What and why the significance? The Australian War Memorial have an excellent website.Their short explanation is
ANZAC Day – 25 April – is probably Australia's most important national occasion. It marks the anniversary of the first major military action fought by Australian and New Zealand forces during the First World War.Whilst war is never glorified and WW1 more so for the lost generation of young men in several countries , it seems to have galvanised all that we want to idealised and hope to be. A young , egalitarian optimistic country that signifies the character of the young Anzac's of mateship and loyalty and bravery even in the face of bad leadership and planning.Gallipoli for all the myth was a military disaster.
Can that spirit continue to exude in a country with a history that is now more distant and a population of a culturally diverse society. Yes if we reflect and learn from that history and take in the lesson.They are universal not particular to Australia despite the cultural myth that has grown out of WW1 . It was a bad war ( no war is good) but it did forge an identity for Australia and New Zealand. It made its hero's and it made its identity.Like the Alamo , the civil war , and so on. For a young country , not quite a 100 years since WW1 , it was the binding of the spirit that is ANZAC. Equally , the spirit of a rough , can do attitude that made the early settlers of a vast hostile land and the visuals of the frontier from the Man from snowy River all are part of that Australian identity. The lifesaver , a volunteer , tough and fearless .Another picture.
Equally the sporting hero and culture. This evening driving home from run training , I enjoyed a great interview by Richard Fidler .He interviewed the Biographer of Tom Wills, a largely unknown Australian ( at least I did not know him) who was possibly Australia's first sporting hero and one of the architects of an Aussie sport, Australian Rules Football.
It is the story of a great sportsman and unfortunately with a sad twist of fate.
A short description of the book by Greg De Moore:
This is the story of Tom Wills - flawed genius, sporting libertine, fearless leader and agitator, and the man most often credited with creating the game we now know as Australian Rules football.
Sent to the strict British Rugby School in 1850 at fourteen, Tom returned as a worldly young man whose cricket prowess quickly captured the hearts of Melburnians. But away from the adoring crowds, in the desolation of the Queensland outback, he experienced first-hand the devastating effects of racial tension when his father was murdered in the biggest massacre of Europeans by Aboriginal people. Yet five years later, Tom coached the first Aboriginal cricket team.
Tom Wills lived hard and fast, challenging authority on and off the field. But when his physical talents began to fade, the psychological demons that alcohol and adrenaline had kept at bay surged to the fore, driving him to commit the most brutal of suicides. He was forty-four and destitute.
Greg de Moore has carefully pieced together Tom's life, giving us an extraordinary portrait of the life and times of one of our first sporting heroes, a man who lived by his own rules and whose contribution to Australian history has endured for more than 150 years.Allen & Unwin
Listen to the fascinating conversation about Tom Willis , our first great sporting Hero.
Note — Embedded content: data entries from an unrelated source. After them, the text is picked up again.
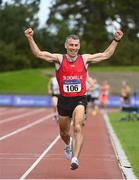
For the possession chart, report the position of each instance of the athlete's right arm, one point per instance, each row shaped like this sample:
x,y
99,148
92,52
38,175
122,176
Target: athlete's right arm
x,y
45,55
Conversation with Greg De Moore .ABC
He epitomise the type of Australia that was slowly being shaped even in the 1850s. .He was a larikin , yet well educated, egalitarian despite coming from a well off family and he was talented yet not arrogant.
Every ANZAC day I think of my introduction to WW1 and the poems and writings of Siegfried Sassoon . There are many good poems and here is just another about WAR . I think of these poems and the darkness and futility and the loss of many young people. I don't attend dawn services , I have no family connection to WW1 but tomorrow I will remember in silence the sacrifice be it wasted sacrifice of a generation and the freedoms we enjoy .
:
THE ROAD
The road is thronged with women; soldiers pass
And halt, but never see them; yet they're here—
A patient crowd along the sodden grass,
Silent, worn out with waiting, sick with fear.
The road goes crawling up a long hillside,
All ruts and stones and sludge, and the emptied dregs
Of battle thrown in heaps. Here where they died
Are stretched big-bellied horses with stiff legs;
And dead men, bloody-fingered from the fight,
Stare up at caverned darkness winking white.
You in the bomb-scorched kilt, poor sprawling Jock,
You tottered here and fell, and stumbled on,
Half dazed for want of sleep. No dream could mock
Your reeling brain with comforts lost and gone.
You did not feel her arms about your knees,
Her blind caress, her lips upon your head:
Too tired for thoughts of home and love and ease,
The road would serve you well enough for bed.